Season_info = models.CharField(max_length=1*1024)
# media location for photo
ident_info = models.CharField(max_length=2*1024)
harvesting_info = models.CharField(max_length=2*1024)
prep_info = models.CharField(max_length=2*1024)
preserving_info = models.CharField(max_length=2*1024)
med_use = models.CharField(max_length=2*1024)
warnings = models.CharField(max_length=1*1024)
#
def __unicode__(self):
return self.common_name

My contribution to the meeting was to suggest thinking of a calendar interface for a given fruit tree, such that the user could enter "first three weeks in August" in perpetuity, so said tree does not appear other times of the year. Everything operates on a schedule no?

This is just a big scheduling application letting users yak about resources they're at liberty to share about. In addition to time coordinates, we need space coordinates. Michael has actually thought this through in some detail. Cyclists might report a tree or bush with fruit on it, with default seasonal data coming from lookup tables i.e. if it's not your tree, you may not want to commit the time data, but those fields probably shouldn't go blank.

Regarding space info, the way it works now is the street address goes against a server for lat/long. People relying on cell phones often get the lat/long off the tower, which could be off by miles, while paying for real GPS makes your battery burn faster. I didn't know that, don't have an iPhone.

Another dimension, besides time and space, is risk. If these are wild dandelions, perhaps they've been sprayed with toxins? Does a mean dog live nearby? Is tree climbing involved? Definitely we'll need pictures, if not videos, and Mark is currently working on these media aspects of the data model.

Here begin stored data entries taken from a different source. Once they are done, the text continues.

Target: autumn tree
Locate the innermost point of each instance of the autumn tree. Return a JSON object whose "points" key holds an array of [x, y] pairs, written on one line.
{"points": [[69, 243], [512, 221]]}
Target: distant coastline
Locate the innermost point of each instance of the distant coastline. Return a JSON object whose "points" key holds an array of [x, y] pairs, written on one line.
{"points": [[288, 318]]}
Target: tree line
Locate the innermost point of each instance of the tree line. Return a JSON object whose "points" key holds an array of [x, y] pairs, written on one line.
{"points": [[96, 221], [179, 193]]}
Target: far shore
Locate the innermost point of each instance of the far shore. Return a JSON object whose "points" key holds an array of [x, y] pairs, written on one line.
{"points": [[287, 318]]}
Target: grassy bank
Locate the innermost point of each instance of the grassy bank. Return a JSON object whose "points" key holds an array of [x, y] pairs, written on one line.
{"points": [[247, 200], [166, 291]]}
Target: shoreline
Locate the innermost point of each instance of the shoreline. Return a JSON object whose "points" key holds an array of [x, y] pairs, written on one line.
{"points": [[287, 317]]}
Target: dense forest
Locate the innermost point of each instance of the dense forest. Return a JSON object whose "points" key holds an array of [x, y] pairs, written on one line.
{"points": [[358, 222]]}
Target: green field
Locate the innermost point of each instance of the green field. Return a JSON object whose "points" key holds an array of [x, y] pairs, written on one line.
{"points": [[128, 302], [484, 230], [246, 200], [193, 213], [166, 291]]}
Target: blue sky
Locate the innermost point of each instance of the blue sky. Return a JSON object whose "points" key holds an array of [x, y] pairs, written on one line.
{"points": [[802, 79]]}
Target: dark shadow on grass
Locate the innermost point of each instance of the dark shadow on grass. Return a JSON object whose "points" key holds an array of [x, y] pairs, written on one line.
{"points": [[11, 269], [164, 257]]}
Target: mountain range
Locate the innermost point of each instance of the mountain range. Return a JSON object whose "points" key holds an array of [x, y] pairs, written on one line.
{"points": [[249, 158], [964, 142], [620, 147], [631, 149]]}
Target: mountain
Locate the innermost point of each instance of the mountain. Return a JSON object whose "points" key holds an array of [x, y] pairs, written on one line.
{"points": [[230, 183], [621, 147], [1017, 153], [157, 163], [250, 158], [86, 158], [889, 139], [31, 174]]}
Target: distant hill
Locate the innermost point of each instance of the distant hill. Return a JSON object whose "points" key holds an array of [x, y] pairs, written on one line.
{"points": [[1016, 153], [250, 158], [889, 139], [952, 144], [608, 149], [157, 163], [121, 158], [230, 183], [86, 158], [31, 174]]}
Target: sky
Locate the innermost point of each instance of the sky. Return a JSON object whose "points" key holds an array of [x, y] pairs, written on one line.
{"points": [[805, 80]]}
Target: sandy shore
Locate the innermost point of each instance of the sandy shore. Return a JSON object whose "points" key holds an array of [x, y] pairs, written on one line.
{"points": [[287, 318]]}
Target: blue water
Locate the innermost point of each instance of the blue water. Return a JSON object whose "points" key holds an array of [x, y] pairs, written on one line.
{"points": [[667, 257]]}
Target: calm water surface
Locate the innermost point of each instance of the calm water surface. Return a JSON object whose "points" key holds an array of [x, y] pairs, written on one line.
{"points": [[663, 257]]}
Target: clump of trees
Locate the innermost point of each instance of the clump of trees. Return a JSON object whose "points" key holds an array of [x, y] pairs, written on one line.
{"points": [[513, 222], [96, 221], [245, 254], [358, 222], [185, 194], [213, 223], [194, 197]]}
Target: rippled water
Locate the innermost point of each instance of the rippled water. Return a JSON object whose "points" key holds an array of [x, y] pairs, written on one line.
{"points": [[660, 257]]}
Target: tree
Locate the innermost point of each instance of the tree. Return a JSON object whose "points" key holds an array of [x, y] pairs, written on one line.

I'm glad to be having a real Django app to sink my teeth into, complete with Mercurial code sharing. I'd been trying to wean one of my main clients off a 30 year old obsolete / dying research system costing an arm and a leg in favor of running Django against Postgres, got myself thrown overboard instead given the twisted politics of that place. I'm signed up for DjangoConf in September.

The Providence Bridge Pedal was earlier today. I'm surprised Suzanne didn't go; I'd mulled over joining her and Larry -- then TinkerBell got swiped. Chris, on Keiko's team, had his new Powerbook stolen from Fine Grind, causing deeper pain than mine. Security cams have since been installed but that's not gonna solve the problem of rotted ethics. Advice: watch that laptop, or have a friend keep watch (post a guard); don't turn your back for long unless you're sure this is a fully trusted environment.

Tomorrow Razz goes to the body shop, c/o Farmer's Insurance. Even though my company took a dive in FY2009, I've kept up with those premiums, praise Allah. I'm even covered for a rental from Enterprise.